- Zinc is a popular remedy for colds and flu
- Spanish researchers have found that higher levels of zinc may increase Covid-19 resilience
- It is possible that zinc may bolster the immune system
Millions of people pop zinc supplements at the first sign of the common cold. Now, new research suggests the nutrient might play a role in Covid-19 outcomes, too.
Researchers from Spain reporting at a European coronavirus conference found that hospitalised Covid-19 patients with low blood levels of zinc tended to fare worse than those with healthier levels.
"Lower zinc levels at admission correlate with higher inflammation in the course of infection and poorer outcome," said a team led by Dr Roberto Guerri-Fernandez of the Hospital Del Mar in Barcelona.
One expert in the United States said the finding makes intuitive sense.
Lower zinc in those who died
"It has long been thought that zinc bolsters the immune system," said pulmonologist Dr Len Horovitz, of Lenox Hill Hospital in New York City. "A possible explanation in this study is that zinc may have an anti-inflammatory effect that is protective."
In the new study, Guerri-Fernandez's team tracked medical outcomes against the results of lab tests for 249 patients admitted to the hospital with Covid-19 in March and April. Patients averaged 63 years of age and 21 (8%) died from their illness.
All of the patients had their blood zinc levels tested upon arrival – the average level was 61 micrograms per deciliter of blood (mcg/dL).
However, among those who died of Covid-19, blood levels of zinc were much lower, averaging just 43 mcg/dL, the researchers reported. In contrast, blood levels among those who survived the illness averaged 63 mcg/dL.
No proven cause and effect
Also, higher levels of zinc in the blood were tied to lower levels of pro-inflammatory proteins when patients were infected, the Spanish researchers said.
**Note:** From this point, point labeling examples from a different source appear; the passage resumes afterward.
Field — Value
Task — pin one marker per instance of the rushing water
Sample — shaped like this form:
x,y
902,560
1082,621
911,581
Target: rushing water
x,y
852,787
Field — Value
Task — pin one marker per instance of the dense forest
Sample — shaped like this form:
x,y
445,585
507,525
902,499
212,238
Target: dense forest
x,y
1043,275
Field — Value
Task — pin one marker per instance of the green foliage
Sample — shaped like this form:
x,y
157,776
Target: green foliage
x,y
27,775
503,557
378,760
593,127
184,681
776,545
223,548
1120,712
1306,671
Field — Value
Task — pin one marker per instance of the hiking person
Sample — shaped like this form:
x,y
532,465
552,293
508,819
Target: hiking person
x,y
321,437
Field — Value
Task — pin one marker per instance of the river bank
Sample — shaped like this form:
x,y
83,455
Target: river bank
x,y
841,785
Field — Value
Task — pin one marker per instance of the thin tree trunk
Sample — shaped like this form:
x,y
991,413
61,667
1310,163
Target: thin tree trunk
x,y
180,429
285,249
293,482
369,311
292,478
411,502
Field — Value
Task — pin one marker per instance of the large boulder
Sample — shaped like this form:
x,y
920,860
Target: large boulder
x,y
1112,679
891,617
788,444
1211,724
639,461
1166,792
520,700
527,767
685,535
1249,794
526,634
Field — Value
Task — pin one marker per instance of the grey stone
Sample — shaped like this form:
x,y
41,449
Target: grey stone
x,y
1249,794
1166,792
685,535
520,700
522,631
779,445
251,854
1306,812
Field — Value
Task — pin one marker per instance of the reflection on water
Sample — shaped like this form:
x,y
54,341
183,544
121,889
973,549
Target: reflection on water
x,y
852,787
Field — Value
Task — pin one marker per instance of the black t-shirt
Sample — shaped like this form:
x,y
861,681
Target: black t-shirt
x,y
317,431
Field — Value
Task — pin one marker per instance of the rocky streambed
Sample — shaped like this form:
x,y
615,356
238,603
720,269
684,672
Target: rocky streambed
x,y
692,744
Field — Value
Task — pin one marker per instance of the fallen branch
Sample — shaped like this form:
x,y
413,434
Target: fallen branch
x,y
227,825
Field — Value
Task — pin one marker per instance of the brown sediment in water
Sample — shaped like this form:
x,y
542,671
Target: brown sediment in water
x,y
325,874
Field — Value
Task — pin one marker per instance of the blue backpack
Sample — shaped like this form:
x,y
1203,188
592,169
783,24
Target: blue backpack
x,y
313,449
Overall, and after adjusting for factors such as age, gender, illness severity and treatments received, every unit increase of zinc in the blood was tied to a 7% lowering of the odds that a patient would die while in the hospital, the study found.
Still, the finding can't prove cause and effect, and the study group was relatively small, so "further studies are needed to assess the therapeutic impact of this association," Guerri-Fernandez and his colleagues said in a conference news release.
The findings were presented online as part of the European Society of Clinical Microbiology and Infectious Disease (ESCMID) Conference on Coronavirus Disease. Research presented at medical meetings should be considered preliminary until published in a peer-reviewed journal.